Intanto emergono altri spaventosi bilanci dell’attacco russo. Il capo della Procura regionale di Kiev, Khomenko Oleksii, ha riferito all’agenzia Adnkronos come gli occupanti colpissero “intenzionalmente le case dei civili. A causa degli attacchi d'artiglieria sono stati danneggiati e distrutti nella nostra regione oltre 1.000 case, 92 istituzioni scolastiche, 13 ospedali, cinque edifici culturali e otto religiosi". Inoltre, sono finiti sotto il fuoco "decine di edifici amministrativi, magazzini, tra cui quelli con prodotti alimentari, gli impianti sportivi e le infrastrutture di trasporto, tutto in violazione delle norme del diritto internazionale umanitario”. Senza, ovviamente, contare le vittime civili.

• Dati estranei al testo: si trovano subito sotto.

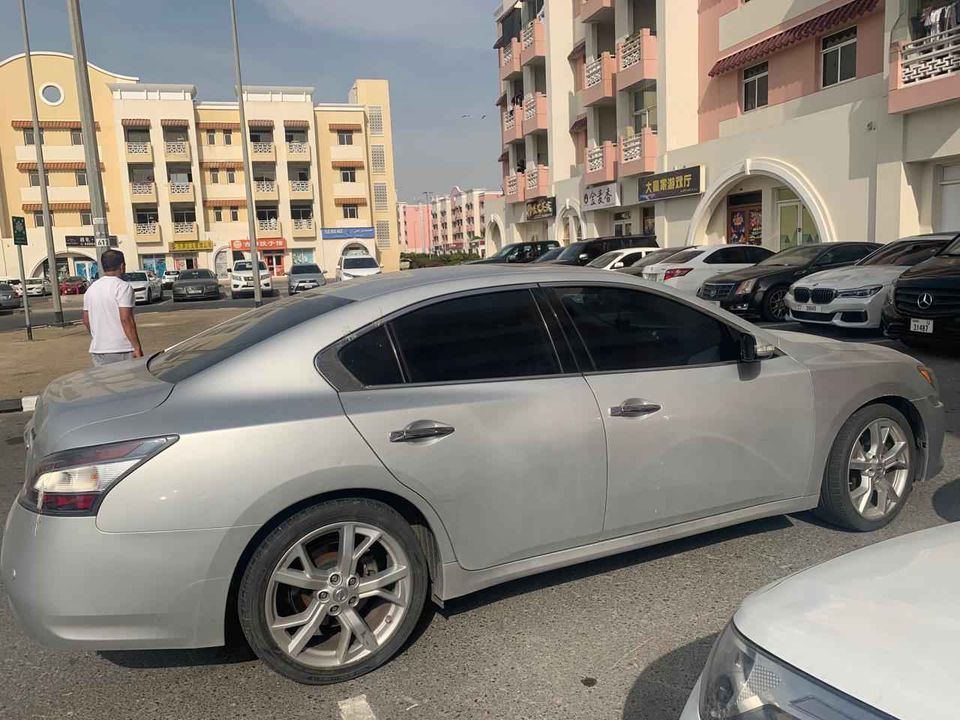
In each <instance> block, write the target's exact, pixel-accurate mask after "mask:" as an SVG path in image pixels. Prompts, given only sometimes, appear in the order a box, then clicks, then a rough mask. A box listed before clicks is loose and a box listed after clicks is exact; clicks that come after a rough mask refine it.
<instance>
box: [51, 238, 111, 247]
mask: <svg viewBox="0 0 960 720" xmlns="http://www.w3.org/2000/svg"><path fill="white" fill-rule="evenodd" d="M64 240H65V241H66V243H67V247H97V238H96V236H95V235H67V236H66V237H65V238H64ZM116 246H117V236H116V235H111V236H110V247H116Z"/></svg>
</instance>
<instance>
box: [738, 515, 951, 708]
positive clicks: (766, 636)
mask: <svg viewBox="0 0 960 720" xmlns="http://www.w3.org/2000/svg"><path fill="white" fill-rule="evenodd" d="M958 606H960V524H958V523H954V524H952V525H947V526H944V527H939V528H934V529H932V530H925V531H923V532H918V533H913V534H912V535H905V536H903V537H900V538H896V539H895V540H888V541H887V542H883V543H879V544H877V545H872V546H870V547H867V548H863V549H862V550H857V551H855V552H853V553H850V554H849V555H844V556H842V557H839V558H836V559H834V560H830V561H829V562H826V563H824V564H822V565H819V566H817V567H814V568H812V569H810V570H806V571H803V572H801V573H799V574H796V575H793V576H791V577H789V578H787V579H785V580H782V581H780V582H778V583H774V584H773V585H771V586H768V587H767V588H765V589H763V590H761V591H760V592H758V593H756V594H754V595H752V596H750V597H749V598H747V600H746V601H745V602H744V604H743V606H742V607H741V608H740V610H739V611H738V612H737V614H736V616H735V618H734V622H735V624H736V626H737V628H738V629H739V630H740V631H741V632H742V633H743V634H744V635H745V636H746V637H747V638H749V639H750V640H751V641H752V642H754V643H756V644H757V645H759V646H760V647H761V648H763V649H764V650H766V651H767V652H769V653H771V654H773V655H775V656H776V657H778V658H780V659H781V660H784V661H785V662H787V663H789V664H790V665H793V666H794V667H796V668H799V669H800V670H802V671H803V672H805V673H808V674H809V675H812V676H813V677H815V678H817V679H819V680H821V681H823V682H825V683H827V684H828V685H830V686H832V687H834V688H836V689H838V690H841V691H842V692H845V693H847V694H848V695H851V696H853V697H855V698H857V699H858V700H860V701H862V702H865V703H867V704H868V705H871V706H873V707H875V708H877V709H879V710H882V711H883V712H886V713H889V714H890V715H893V716H894V717H896V718H899V719H900V720H914V719H916V720H927V719H928V718H948V717H955V716H956V714H957V713H956V700H955V699H954V697H953V687H954V686H955V685H956V677H957V646H958V644H960V613H957V607H958Z"/></svg>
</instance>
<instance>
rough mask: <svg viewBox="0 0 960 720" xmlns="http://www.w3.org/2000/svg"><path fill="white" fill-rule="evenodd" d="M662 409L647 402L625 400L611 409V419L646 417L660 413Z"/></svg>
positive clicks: (650, 402)
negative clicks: (619, 418)
mask: <svg viewBox="0 0 960 720" xmlns="http://www.w3.org/2000/svg"><path fill="white" fill-rule="evenodd" d="M661 409H662V408H661V407H660V406H659V405H657V404H656V403H652V402H649V401H647V400H624V401H623V402H622V403H620V405H618V406H617V407H612V408H610V417H644V416H645V415H653V413H656V412H660V410H661Z"/></svg>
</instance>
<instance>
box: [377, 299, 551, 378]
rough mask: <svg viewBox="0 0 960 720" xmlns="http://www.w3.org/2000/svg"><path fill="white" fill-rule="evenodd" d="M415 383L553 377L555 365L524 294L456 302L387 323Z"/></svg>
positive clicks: (533, 313) (453, 299)
mask: <svg viewBox="0 0 960 720" xmlns="http://www.w3.org/2000/svg"><path fill="white" fill-rule="evenodd" d="M391 324H392V326H393V330H394V337H396V340H397V349H398V350H399V352H400V358H401V362H403V364H404V367H405V369H406V373H407V377H408V379H409V381H410V382H414V383H438V382H466V381H470V380H492V379H497V378H513V377H531V376H537V375H554V374H556V373H558V372H560V366H559V363H558V361H557V357H556V354H555V353H554V350H553V345H552V343H551V341H550V337H549V335H548V334H547V329H546V327H545V325H544V323H543V318H542V317H541V316H540V311H539V310H538V309H537V305H536V303H535V302H534V299H533V295H531V294H530V292H529V291H528V290H511V291H507V292H498V293H485V294H482V295H471V296H468V297H462V298H455V299H452V300H445V301H442V302H438V303H435V304H433V305H428V306H427V307H424V308H421V309H419V310H414V311H413V312H410V313H408V314H406V315H404V316H402V317H400V318H398V319H396V320H394V321H393V323H391Z"/></svg>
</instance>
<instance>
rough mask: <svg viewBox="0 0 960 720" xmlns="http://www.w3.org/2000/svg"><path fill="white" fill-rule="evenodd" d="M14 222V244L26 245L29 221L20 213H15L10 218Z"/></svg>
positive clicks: (13, 233) (13, 224) (15, 244)
mask: <svg viewBox="0 0 960 720" xmlns="http://www.w3.org/2000/svg"><path fill="white" fill-rule="evenodd" d="M10 220H11V221H12V222H13V244H14V245H26V244H27V221H26V220H24V219H23V218H22V217H20V216H19V215H14V216H13V217H11V218H10Z"/></svg>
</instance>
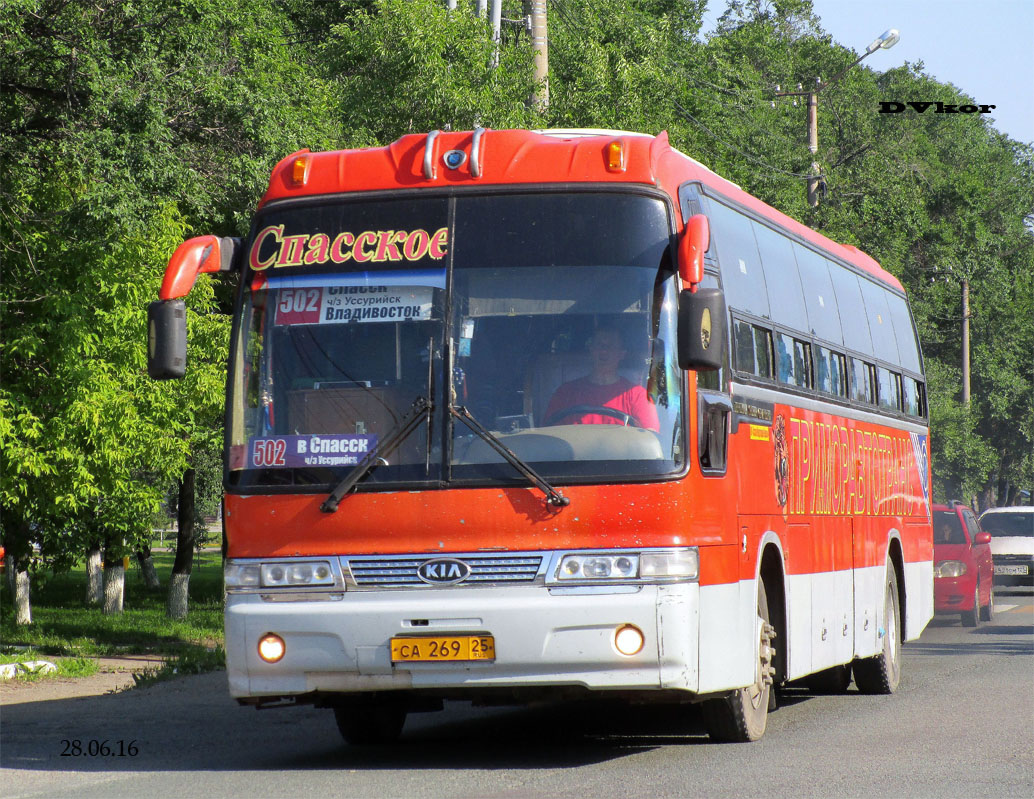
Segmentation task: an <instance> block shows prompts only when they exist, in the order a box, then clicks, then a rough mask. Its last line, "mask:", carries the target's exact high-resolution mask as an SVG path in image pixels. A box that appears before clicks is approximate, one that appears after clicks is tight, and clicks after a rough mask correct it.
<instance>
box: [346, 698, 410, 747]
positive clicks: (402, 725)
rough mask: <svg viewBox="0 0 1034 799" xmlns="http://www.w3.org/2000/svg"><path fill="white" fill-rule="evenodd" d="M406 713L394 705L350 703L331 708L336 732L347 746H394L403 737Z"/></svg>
mask: <svg viewBox="0 0 1034 799" xmlns="http://www.w3.org/2000/svg"><path fill="white" fill-rule="evenodd" d="M405 716H406V710H405V707H404V706H403V705H401V704H400V703H397V702H386V703H384V704H381V703H377V704H374V703H371V702H349V703H347V704H340V705H336V706H335V707H334V720H335V721H336V723H337V729H338V732H340V733H341V737H342V738H344V740H345V743H347V744H348V745H349V746H376V745H378V744H388V743H394V742H395V741H397V740H398V737H399V735H401V734H402V727H403V726H404V725H405Z"/></svg>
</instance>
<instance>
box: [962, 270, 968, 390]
mask: <svg viewBox="0 0 1034 799" xmlns="http://www.w3.org/2000/svg"><path fill="white" fill-rule="evenodd" d="M969 317H970V313H969V280H967V279H965V278H964V279H963V404H964V405H968V404H969V398H970V381H969Z"/></svg>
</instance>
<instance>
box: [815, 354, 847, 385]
mask: <svg viewBox="0 0 1034 799" xmlns="http://www.w3.org/2000/svg"><path fill="white" fill-rule="evenodd" d="M815 371H816V387H815V388H817V389H818V390H819V391H821V392H824V393H825V394H832V395H833V396H835V397H847V366H846V365H845V362H844V356H842V355H841V354H840V352H834V351H832V350H831V349H826V348H825V347H823V346H818V345H816V347H815Z"/></svg>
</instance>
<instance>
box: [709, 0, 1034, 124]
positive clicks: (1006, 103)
mask: <svg viewBox="0 0 1034 799" xmlns="http://www.w3.org/2000/svg"><path fill="white" fill-rule="evenodd" d="M813 6H814V8H815V13H816V16H818V17H819V18H820V21H821V26H822V28H823V29H824V30H825V31H826V32H827V33H829V34H830V35H832V37H833V40H834V41H837V42H839V43H840V44H843V45H844V47H846V48H849V49H850V50H853V51H854V52H855V53H857V54H858V55H861V53H863V52H864V50H865V48H866V47H868V45H869V43H870V42H871V41H873V40H874V39H875V38H877V37H878V36H879V35H880V34H882V33H883V32H884V31H885V30H887V29H888V28H896V29H898V31H899V32H900V33H901V40H900V41H899V42H898V43H896V44H894V47H893V48H891V49H890V50H881V51H877V52H876V53H873V55H871V56H869V57H868V58H866V59H865V60H864V61H863V62H862V63H863V64H864V65H865V66H868V67H869V68H871V69H875V70H877V71H881V72H882V71H885V70H887V69H893V68H894V67H899V66H902V65H903V64H904V63H905V62H906V61H907V62H909V63H910V64H915V63H916V62H918V61H922V63H923V71H924V72H926V73H927V74H930V75H933V76H934V78H935V79H937V80H938V81H940V82H941V83H949V84H952V85H953V86H955V87H957V88H959V89H961V90H962V91H963V92H964V93H966V94H968V95H969V96H971V97H972V98H973V99H974V101H975V102H976V103H977V104H987V105H995V106H996V107H995V109H994V111H992V113H991V114H990V115H989V116H990V118H991V123H992V124H993V125H994V126H995V127H996V128H997V129H998V130H1000V131H1001V132H1003V133H1005V134H1006V135H1008V136H1009V137H1011V139H1013V140H1015V141H1017V142H1022V143H1025V144H1034V0H813ZM725 8H726V2H725V0H709V2H708V7H707V12H706V13H705V14H704V29H703V31H701V33H703V34H705V33H707V32H709V31H710V30H713V28H714V26H716V24H717V23H718V19H719V17H721V16H722V13H723V12H724V11H725ZM805 78H808V75H800V80H804V79H805ZM888 99H893V98H892V97H891V98H888Z"/></svg>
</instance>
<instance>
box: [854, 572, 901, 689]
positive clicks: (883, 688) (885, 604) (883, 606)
mask: <svg viewBox="0 0 1034 799" xmlns="http://www.w3.org/2000/svg"><path fill="white" fill-rule="evenodd" d="M900 607H901V601H900V600H899V597H898V571H896V570H895V568H894V564H893V563H892V562H891V561H890V559H889V558H887V585H886V596H885V597H884V602H883V625H882V627H881V633H882V636H883V640H882V643H883V649H882V651H881V652H880V653H879V654H878V655H876V656H875V657H863V658H860V659H857V660H855V662H854V684H855V685H857V686H858V690H859V692H861V693H862V694H893V693H894V690H896V689H898V683H899V682H900V681H901V677H902V662H901V656H902V629H901V611H900V610H899V609H900Z"/></svg>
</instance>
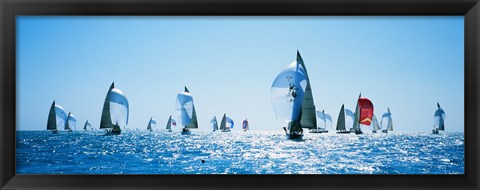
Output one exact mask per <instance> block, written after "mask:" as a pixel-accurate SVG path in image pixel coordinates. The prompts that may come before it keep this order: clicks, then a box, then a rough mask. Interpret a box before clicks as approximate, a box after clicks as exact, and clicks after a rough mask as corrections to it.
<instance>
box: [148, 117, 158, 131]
mask: <svg viewBox="0 0 480 190" xmlns="http://www.w3.org/2000/svg"><path fill="white" fill-rule="evenodd" d="M156 124H157V121H155V119H153V117H150V120H149V121H148V125H147V130H148V131H153V129H152V128H153V127H155V125H156Z"/></svg>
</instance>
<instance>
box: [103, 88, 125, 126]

In queste ore un sorriso e una distrazione per gli ucraini arriva dal calcio. La nazionale domenica pomeriggio gioca contro il Galles la partita che le può dare un posto ai Mondiali in Qatar di dicembre, dopo la vittoria sulla Scozia nella prima partita di spareggio. Un match che assume una valenza anche politico-mediatica per la causa del Paese invaso e ferito dalla guerra. Lo sa bene il commissario tecnico Oleksandr Petrakov che, dopo il 24 febbraio, voleva lasciare la squadra e arruolarsi "pronto a morire per il l'Ucraina”. Alla fine si è convinto che doveva rimanere al proprio posto, così come i calciatori, perché i risultati sul campo di gioco possono servire alla causa e avere un valore che sorpassa quello sportivo.